Bu süreç devam edecek. Faizden daha riskli ürünlere kayış devam edecek. Yeni ürünler piyasaya giriyor. Önemli olan her yatırımcının kendisini hangi riski tolere edeceğini bilip ona göre ürünlere kayması. Bu yüzden bir profesyonel destek almak belki en ideali. Özel sektör tahvilleri bir seçenek. Hisse senetleri bir başka seçenek. Portföylerin bir kısmında mutlaka özel sektör tahvili ve hisse senedi bulundurmalarında fayda var.

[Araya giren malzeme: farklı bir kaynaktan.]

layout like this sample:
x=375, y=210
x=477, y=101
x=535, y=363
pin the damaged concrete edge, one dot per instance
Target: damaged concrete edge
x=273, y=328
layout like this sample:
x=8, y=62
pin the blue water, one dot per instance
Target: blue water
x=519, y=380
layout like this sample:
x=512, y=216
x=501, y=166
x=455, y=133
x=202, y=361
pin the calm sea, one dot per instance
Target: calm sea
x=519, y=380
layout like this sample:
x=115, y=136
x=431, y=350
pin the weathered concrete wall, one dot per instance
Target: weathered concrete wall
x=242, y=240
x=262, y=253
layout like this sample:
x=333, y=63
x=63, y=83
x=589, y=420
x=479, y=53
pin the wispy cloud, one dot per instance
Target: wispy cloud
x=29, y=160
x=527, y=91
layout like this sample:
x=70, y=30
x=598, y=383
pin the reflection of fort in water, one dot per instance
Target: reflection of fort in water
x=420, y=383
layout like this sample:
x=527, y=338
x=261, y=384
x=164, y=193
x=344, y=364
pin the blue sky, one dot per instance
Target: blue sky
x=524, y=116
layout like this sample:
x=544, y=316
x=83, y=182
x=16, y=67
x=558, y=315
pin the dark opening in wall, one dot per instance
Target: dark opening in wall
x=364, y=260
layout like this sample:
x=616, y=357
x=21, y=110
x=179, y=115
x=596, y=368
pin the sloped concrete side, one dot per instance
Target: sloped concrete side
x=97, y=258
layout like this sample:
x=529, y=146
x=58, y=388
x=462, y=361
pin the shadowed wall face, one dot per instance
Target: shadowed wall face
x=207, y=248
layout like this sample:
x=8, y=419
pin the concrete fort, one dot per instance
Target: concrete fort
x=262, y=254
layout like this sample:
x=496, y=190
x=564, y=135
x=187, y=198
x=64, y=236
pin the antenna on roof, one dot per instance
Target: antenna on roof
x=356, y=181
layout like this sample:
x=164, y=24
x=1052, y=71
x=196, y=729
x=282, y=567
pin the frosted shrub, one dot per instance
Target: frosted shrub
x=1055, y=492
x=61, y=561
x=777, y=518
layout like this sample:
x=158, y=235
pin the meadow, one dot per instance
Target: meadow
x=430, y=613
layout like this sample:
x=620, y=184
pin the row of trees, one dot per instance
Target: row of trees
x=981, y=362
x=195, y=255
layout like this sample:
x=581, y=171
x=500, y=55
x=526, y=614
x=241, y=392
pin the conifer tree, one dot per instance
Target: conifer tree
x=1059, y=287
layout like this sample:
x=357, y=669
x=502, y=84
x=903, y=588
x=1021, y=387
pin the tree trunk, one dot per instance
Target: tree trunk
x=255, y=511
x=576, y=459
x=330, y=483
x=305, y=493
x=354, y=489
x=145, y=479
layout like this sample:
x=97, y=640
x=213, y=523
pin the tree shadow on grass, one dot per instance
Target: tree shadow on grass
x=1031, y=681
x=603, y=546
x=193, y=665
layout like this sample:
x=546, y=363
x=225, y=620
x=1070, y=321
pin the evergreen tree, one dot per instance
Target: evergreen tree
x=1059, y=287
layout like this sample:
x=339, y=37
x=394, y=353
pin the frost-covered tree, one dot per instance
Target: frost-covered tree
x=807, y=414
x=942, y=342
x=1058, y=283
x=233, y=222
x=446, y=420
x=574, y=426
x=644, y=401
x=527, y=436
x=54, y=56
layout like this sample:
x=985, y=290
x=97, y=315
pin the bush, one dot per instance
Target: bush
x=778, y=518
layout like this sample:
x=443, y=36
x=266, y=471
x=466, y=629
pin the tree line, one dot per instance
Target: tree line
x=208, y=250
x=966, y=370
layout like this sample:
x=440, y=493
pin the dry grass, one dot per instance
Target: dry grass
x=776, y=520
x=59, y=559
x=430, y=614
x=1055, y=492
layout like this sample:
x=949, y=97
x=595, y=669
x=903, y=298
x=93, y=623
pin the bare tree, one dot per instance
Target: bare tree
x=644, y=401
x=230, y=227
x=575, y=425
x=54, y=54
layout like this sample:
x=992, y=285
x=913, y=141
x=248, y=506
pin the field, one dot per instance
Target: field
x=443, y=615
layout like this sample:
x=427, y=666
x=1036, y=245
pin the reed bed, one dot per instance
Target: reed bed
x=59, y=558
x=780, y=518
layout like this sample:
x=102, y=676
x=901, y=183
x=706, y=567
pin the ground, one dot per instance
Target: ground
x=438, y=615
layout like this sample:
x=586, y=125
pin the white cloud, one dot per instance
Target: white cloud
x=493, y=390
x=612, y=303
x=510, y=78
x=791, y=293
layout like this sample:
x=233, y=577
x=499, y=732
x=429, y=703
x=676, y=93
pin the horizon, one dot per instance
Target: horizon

-Siz yatırımlarınızı nasıl değerlendiriyorsunuz?
Bizim yatırım fonlarımız var, parayı oraya bağlıyorum. TL'de tutuyorum. Öbür türlü onumu alayım bunu mu alayım diye düşünmüyorum. Öbür türlü beynimi bu konulara ayıracak olursam başka şeylerle ilgilenemem. Bu sadece benim için geçerli değil, bütün burada çalışanlar için geçerli. Herkes kendi parasına odaklanmasın, müşteri parasına odaklansın.

Evde de sürekli iş ortamı var
-Kriz sürecinde sizin de mesai saatleriniz artmıştır...
Zaten mesai saati diye bir şey kalmadı. Bir defa dış piyasalardan dolayı neredeyse 24 saat çalışıyoruz. Burada çift vardiyalı çalışıyoruz. Zaten bizim işimizin doğası gereği eve gittiğimiz zaman hanım normal dizi seyreder, biz başka kanallar seyrediyoruz. Eskiden iş işte bırakırdı. Artık mobil iletişim araçları sayesinde evde sürekli iş ortamı var.

-Boş zaman bulunca ne yapıyorsunuz?
Kitap okuyorum. Tarih kitaplarını tercih ederim.